Academic experience can focus specifically on research skills, rather than outreach/training/community building skills. But to understand aspects of a job broadly it is important to gain experience outside of it. Volunteering and engaging in hobbies can be critical to developing skill sets that are helpful in non academic jobs. Volunteering is a safe route to try new roles while figuring out the career direction you would like to pursue.

It can be useful to look at job descriptions and work backwards. If you are interested in teaching and teaching leadership roles, consider volunteering for The Carpentries, a global organization that focuses on teaching essential data and computational skills! You can also join groups like R-Ladies, PyLadies, coding meetings or start a group of your own. Offer to host an event or help with documentation within your lab or beyond. Kate also shared a resource that she developed for a workshop on professional assets in data science careers. It is also useful to network and talk to people from varied fields to gain a unique perspective.

It is difficult to land a manager/director level position straight out of graduate school or postdoc, since it requires management experience. While not identical to managing employees, mentoring students can provide substantial people management experience in academic settings.

Do you have any regrets about not continuing the scientific research career route ?

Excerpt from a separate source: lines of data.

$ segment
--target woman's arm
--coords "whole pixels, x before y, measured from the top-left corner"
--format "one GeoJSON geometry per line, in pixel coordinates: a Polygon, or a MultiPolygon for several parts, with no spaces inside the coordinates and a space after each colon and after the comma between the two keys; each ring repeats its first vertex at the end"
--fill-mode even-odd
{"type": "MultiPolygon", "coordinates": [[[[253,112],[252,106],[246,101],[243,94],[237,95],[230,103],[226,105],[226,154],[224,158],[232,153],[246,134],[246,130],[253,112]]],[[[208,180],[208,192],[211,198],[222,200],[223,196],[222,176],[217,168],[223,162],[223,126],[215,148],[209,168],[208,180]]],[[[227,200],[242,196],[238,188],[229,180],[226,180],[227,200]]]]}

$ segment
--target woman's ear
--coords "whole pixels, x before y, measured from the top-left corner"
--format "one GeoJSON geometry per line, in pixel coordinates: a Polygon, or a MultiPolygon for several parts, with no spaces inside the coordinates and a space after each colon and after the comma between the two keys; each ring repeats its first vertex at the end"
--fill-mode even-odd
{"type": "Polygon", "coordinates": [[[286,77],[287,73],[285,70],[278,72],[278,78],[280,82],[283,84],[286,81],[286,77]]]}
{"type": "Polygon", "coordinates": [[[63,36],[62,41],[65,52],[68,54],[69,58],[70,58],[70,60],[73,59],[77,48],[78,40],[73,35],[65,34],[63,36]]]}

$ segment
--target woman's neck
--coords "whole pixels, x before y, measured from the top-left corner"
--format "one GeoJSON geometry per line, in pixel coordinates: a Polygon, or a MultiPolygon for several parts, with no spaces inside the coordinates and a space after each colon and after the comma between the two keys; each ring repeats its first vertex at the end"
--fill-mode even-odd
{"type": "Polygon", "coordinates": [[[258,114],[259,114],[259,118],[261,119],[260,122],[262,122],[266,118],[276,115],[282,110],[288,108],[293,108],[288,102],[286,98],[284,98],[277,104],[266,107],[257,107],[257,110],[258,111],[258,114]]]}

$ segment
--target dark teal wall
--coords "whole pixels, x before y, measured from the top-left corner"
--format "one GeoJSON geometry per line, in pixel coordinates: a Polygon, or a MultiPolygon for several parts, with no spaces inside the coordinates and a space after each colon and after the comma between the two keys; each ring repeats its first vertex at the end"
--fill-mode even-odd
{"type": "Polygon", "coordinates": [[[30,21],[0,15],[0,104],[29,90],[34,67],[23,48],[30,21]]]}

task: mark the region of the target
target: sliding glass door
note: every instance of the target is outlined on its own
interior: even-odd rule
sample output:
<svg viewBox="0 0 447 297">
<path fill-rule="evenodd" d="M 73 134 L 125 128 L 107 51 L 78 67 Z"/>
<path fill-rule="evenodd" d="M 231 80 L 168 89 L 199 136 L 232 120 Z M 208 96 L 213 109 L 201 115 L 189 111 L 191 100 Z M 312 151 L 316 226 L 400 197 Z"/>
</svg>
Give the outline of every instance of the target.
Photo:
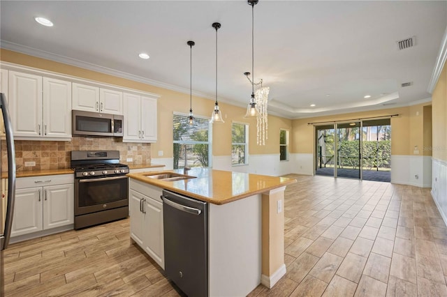
<svg viewBox="0 0 447 297">
<path fill-rule="evenodd" d="M 391 180 L 391 121 L 353 121 L 315 126 L 315 174 Z"/>
<path fill-rule="evenodd" d="M 360 178 L 360 122 L 337 123 L 337 169 L 335 176 Z"/>
<path fill-rule="evenodd" d="M 362 175 L 367 181 L 391 181 L 391 121 L 363 121 Z"/>
<path fill-rule="evenodd" d="M 335 145 L 335 131 L 333 125 L 316 127 L 316 174 L 334 176 L 335 164 L 335 155 L 334 153 Z"/>
</svg>

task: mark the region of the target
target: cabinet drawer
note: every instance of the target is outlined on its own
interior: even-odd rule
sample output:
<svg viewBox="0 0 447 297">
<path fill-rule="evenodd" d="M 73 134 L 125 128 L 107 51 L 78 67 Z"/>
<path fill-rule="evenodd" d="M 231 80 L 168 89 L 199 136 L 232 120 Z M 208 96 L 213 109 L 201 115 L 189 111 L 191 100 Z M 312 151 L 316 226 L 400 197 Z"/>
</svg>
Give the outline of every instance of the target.
<svg viewBox="0 0 447 297">
<path fill-rule="evenodd" d="M 33 187 L 73 183 L 73 174 L 45 175 L 42 176 L 20 177 L 17 178 L 16 188 L 23 189 Z"/>
<path fill-rule="evenodd" d="M 140 194 L 152 198 L 154 200 L 161 202 L 160 196 L 161 196 L 162 190 L 159 187 L 130 178 L 129 188 Z"/>
</svg>

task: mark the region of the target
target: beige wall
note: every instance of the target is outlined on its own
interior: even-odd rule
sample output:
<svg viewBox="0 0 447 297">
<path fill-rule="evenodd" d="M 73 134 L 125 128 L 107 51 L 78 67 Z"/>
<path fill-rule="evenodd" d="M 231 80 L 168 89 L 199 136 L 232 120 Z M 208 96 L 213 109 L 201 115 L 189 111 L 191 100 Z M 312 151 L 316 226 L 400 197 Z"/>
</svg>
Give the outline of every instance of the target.
<svg viewBox="0 0 447 297">
<path fill-rule="evenodd" d="M 343 121 L 373 116 L 399 114 L 391 119 L 391 153 L 393 155 L 413 155 L 414 146 L 418 146 L 419 154 L 423 153 L 425 106 L 418 105 L 302 119 L 292 121 L 292 153 L 314 153 L 314 126 L 308 123 Z"/>
<path fill-rule="evenodd" d="M 3 61 L 43 69 L 65 75 L 75 76 L 126 88 L 155 93 L 161 96 L 158 105 L 158 141 L 151 144 L 151 155 L 158 157 L 159 151 L 163 151 L 160 158 L 173 157 L 173 114 L 174 112 L 189 112 L 189 95 L 163 88 L 151 86 L 130 79 L 117 77 L 75 66 L 36 58 L 7 50 L 0 50 L 0 59 Z M 247 102 L 248 103 L 248 102 Z M 231 123 L 247 123 L 249 128 L 249 151 L 250 154 L 279 153 L 279 129 L 291 130 L 291 120 L 269 116 L 269 137 L 265 146 L 256 145 L 256 119 L 243 119 L 245 108 L 224 102 L 219 103 L 224 123 L 213 126 L 213 155 L 231 155 Z M 193 96 L 193 111 L 195 116 L 210 117 L 214 101 Z"/>
<path fill-rule="evenodd" d="M 447 64 L 439 76 L 432 99 L 432 156 L 447 161 Z"/>
<path fill-rule="evenodd" d="M 432 106 L 424 106 L 424 155 L 432 155 Z"/>
</svg>

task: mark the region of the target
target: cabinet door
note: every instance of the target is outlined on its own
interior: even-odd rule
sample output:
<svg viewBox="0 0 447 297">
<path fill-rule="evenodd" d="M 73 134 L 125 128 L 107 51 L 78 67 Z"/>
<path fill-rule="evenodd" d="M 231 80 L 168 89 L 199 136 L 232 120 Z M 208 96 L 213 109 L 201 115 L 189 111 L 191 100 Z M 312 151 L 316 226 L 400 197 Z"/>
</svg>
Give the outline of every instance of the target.
<svg viewBox="0 0 447 297">
<path fill-rule="evenodd" d="M 105 114 L 123 114 L 123 93 L 101 88 L 99 111 Z"/>
<path fill-rule="evenodd" d="M 42 135 L 42 77 L 8 71 L 8 100 L 14 136 Z"/>
<path fill-rule="evenodd" d="M 141 97 L 138 95 L 124 93 L 124 135 L 123 141 L 140 140 L 140 116 Z"/>
<path fill-rule="evenodd" d="M 11 236 L 42 231 L 42 188 L 15 191 Z"/>
<path fill-rule="evenodd" d="M 43 77 L 43 137 L 71 137 L 71 82 Z"/>
<path fill-rule="evenodd" d="M 73 82 L 72 84 L 73 109 L 99 112 L 99 88 Z"/>
<path fill-rule="evenodd" d="M 5 94 L 8 101 L 8 70 L 0 69 L 0 93 Z M 3 122 L 3 114 L 0 112 L 0 135 L 5 135 L 5 124 Z"/>
<path fill-rule="evenodd" d="M 140 247 L 143 247 L 143 213 L 141 212 L 141 201 L 145 196 L 133 190 L 129 190 L 131 206 L 131 237 Z"/>
<path fill-rule="evenodd" d="M 163 204 L 146 198 L 144 211 L 145 250 L 164 269 L 164 238 L 163 232 Z"/>
<path fill-rule="evenodd" d="M 43 229 L 74 222 L 74 185 L 50 185 L 43 188 Z"/>
<path fill-rule="evenodd" d="M 156 99 L 141 97 L 142 139 L 147 142 L 156 142 Z"/>
</svg>

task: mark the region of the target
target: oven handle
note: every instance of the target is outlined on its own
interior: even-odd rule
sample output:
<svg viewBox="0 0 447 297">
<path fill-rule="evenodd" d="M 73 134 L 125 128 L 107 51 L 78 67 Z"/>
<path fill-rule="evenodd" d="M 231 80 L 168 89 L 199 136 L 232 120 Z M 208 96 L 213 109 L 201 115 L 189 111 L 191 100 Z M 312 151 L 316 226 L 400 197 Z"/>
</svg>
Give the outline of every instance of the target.
<svg viewBox="0 0 447 297">
<path fill-rule="evenodd" d="M 99 178 L 90 178 L 90 179 L 80 179 L 80 183 L 93 183 L 94 181 L 113 181 L 115 179 L 121 179 L 121 178 L 127 178 L 127 176 L 125 175 L 119 176 L 112 176 L 112 177 L 101 177 Z"/>
</svg>

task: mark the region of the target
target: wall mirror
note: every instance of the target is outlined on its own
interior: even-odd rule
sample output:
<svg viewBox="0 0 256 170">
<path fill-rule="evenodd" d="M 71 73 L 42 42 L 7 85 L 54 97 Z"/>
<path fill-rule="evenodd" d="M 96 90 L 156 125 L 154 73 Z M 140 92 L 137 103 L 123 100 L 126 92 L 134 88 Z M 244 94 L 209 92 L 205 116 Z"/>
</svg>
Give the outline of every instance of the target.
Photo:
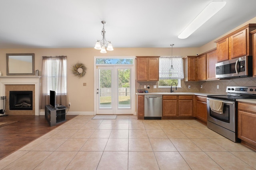
<svg viewBox="0 0 256 170">
<path fill-rule="evenodd" d="M 6 54 L 7 76 L 34 75 L 35 54 Z"/>
</svg>

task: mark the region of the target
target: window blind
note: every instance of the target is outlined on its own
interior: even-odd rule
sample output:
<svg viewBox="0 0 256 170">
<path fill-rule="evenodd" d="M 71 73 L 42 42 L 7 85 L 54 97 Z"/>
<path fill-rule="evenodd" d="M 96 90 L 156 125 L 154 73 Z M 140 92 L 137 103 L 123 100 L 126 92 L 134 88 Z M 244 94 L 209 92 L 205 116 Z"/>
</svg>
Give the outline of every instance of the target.
<svg viewBox="0 0 256 170">
<path fill-rule="evenodd" d="M 160 79 L 182 79 L 184 78 L 183 60 L 181 57 L 173 57 L 172 66 L 171 69 L 172 57 L 161 56 L 159 58 Z"/>
</svg>

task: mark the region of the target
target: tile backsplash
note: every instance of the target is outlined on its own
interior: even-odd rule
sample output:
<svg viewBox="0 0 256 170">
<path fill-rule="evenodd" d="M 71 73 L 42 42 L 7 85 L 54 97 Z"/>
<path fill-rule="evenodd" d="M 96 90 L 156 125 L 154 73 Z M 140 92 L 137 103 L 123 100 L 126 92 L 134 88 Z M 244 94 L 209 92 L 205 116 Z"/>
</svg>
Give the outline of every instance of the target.
<svg viewBox="0 0 256 170">
<path fill-rule="evenodd" d="M 181 81 L 181 88 L 177 88 L 174 92 L 200 92 L 212 94 L 226 94 L 226 89 L 227 86 L 256 86 L 256 78 L 246 77 L 244 78 L 234 78 L 227 80 L 214 80 L 202 81 L 200 82 L 187 82 L 183 80 Z M 146 88 L 149 92 L 170 92 L 170 88 L 159 88 L 158 87 L 158 82 L 136 82 L 136 92 L 139 89 L 140 84 L 140 88 L 144 89 L 144 85 L 150 86 L 149 89 Z M 156 86 L 156 88 L 154 88 L 154 86 Z M 188 85 L 191 88 L 188 88 Z M 202 88 L 200 87 L 202 85 Z M 217 88 L 218 85 L 219 89 Z"/>
</svg>

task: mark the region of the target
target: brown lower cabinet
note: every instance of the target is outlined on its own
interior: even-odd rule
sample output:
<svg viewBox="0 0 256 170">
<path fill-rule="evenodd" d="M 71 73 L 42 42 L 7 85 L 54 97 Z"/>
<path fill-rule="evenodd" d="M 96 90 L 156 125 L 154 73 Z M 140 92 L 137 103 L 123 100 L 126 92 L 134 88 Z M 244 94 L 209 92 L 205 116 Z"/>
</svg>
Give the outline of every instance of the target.
<svg viewBox="0 0 256 170">
<path fill-rule="evenodd" d="M 207 104 L 206 97 L 196 96 L 196 117 L 205 123 L 207 123 Z"/>
<path fill-rule="evenodd" d="M 144 119 L 144 95 L 137 96 L 137 117 Z"/>
<path fill-rule="evenodd" d="M 192 117 L 192 95 L 163 95 L 162 119 Z"/>
<path fill-rule="evenodd" d="M 238 137 L 256 149 L 256 104 L 238 102 Z"/>
<path fill-rule="evenodd" d="M 178 96 L 174 95 L 163 96 L 163 116 L 177 116 Z"/>
</svg>

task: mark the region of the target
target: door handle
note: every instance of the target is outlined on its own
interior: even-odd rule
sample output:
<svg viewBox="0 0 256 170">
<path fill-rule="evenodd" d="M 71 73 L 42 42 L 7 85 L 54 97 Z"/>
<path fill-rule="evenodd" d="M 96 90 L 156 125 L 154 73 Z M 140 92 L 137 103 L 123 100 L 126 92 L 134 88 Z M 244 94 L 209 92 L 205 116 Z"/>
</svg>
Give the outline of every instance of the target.
<svg viewBox="0 0 256 170">
<path fill-rule="evenodd" d="M 237 70 L 237 64 L 238 63 L 238 61 L 237 60 L 236 62 L 236 65 L 235 66 L 235 70 L 236 70 L 236 73 L 237 74 L 238 74 L 238 72 Z"/>
</svg>

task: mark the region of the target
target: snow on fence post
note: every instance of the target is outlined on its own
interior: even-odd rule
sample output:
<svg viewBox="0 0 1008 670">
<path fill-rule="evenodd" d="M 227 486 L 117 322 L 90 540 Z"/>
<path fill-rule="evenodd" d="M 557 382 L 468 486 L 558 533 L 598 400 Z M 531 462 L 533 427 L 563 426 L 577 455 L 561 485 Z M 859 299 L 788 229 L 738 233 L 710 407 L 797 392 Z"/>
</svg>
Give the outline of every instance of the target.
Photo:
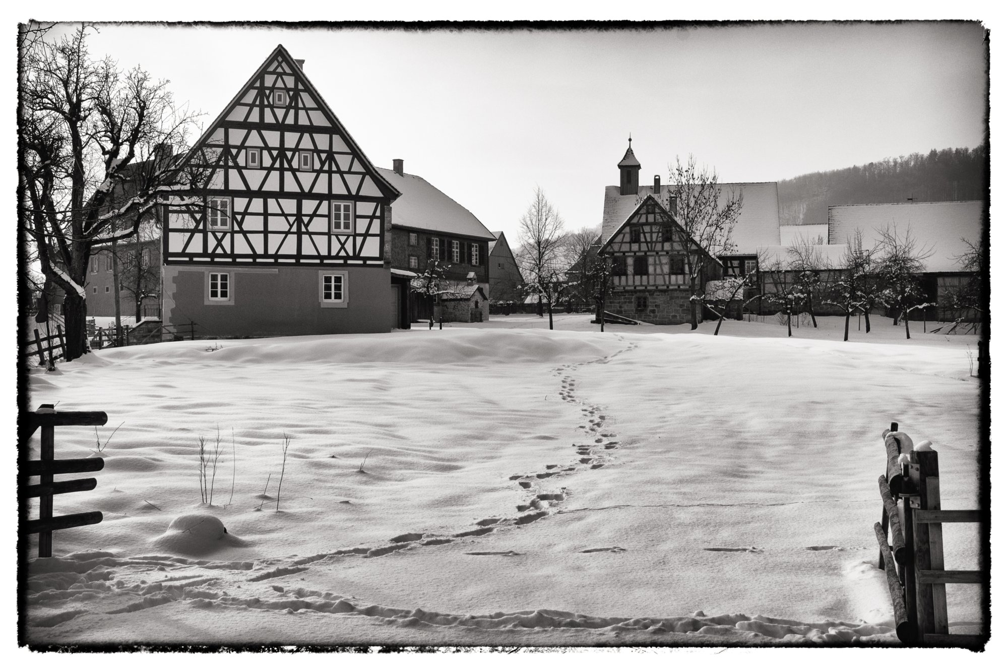
<svg viewBox="0 0 1008 670">
<path fill-rule="evenodd" d="M 53 495 L 92 490 L 98 483 L 93 477 L 53 481 L 53 475 L 96 472 L 105 467 L 105 460 L 102 458 L 56 460 L 54 429 L 56 426 L 104 426 L 107 421 L 108 416 L 104 412 L 56 412 L 52 405 L 41 405 L 37 411 L 28 412 L 25 421 L 19 427 L 19 533 L 22 536 L 23 546 L 27 546 L 25 536 L 38 534 L 39 558 L 52 556 L 52 531 L 98 524 L 102 521 L 101 512 L 86 512 L 62 517 L 52 516 Z M 41 429 L 39 460 L 28 460 L 28 438 L 39 428 Z M 38 483 L 29 485 L 29 477 L 38 477 Z M 27 500 L 32 497 L 39 498 L 38 519 L 29 521 Z"/>
</svg>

Science comes in many flavors. Working in science adjacent fields such as training/ teaching can still offer the opportunity to do scientific data driven decisions while providing rewards such as learner satisfaction, developing open source materials and engaging with a broader community. There are some aspects of the scientific process that you may not get to do in this line of work. Allowing yourself space to process the disconnect and feeling sadness are important to move forward. However, you are constantly learning, adapting and thinking about the impact your current position has on a larger scale of teaching and that can be very empowering.

With the clock moving forward we had to end the lively and inspiring discussion!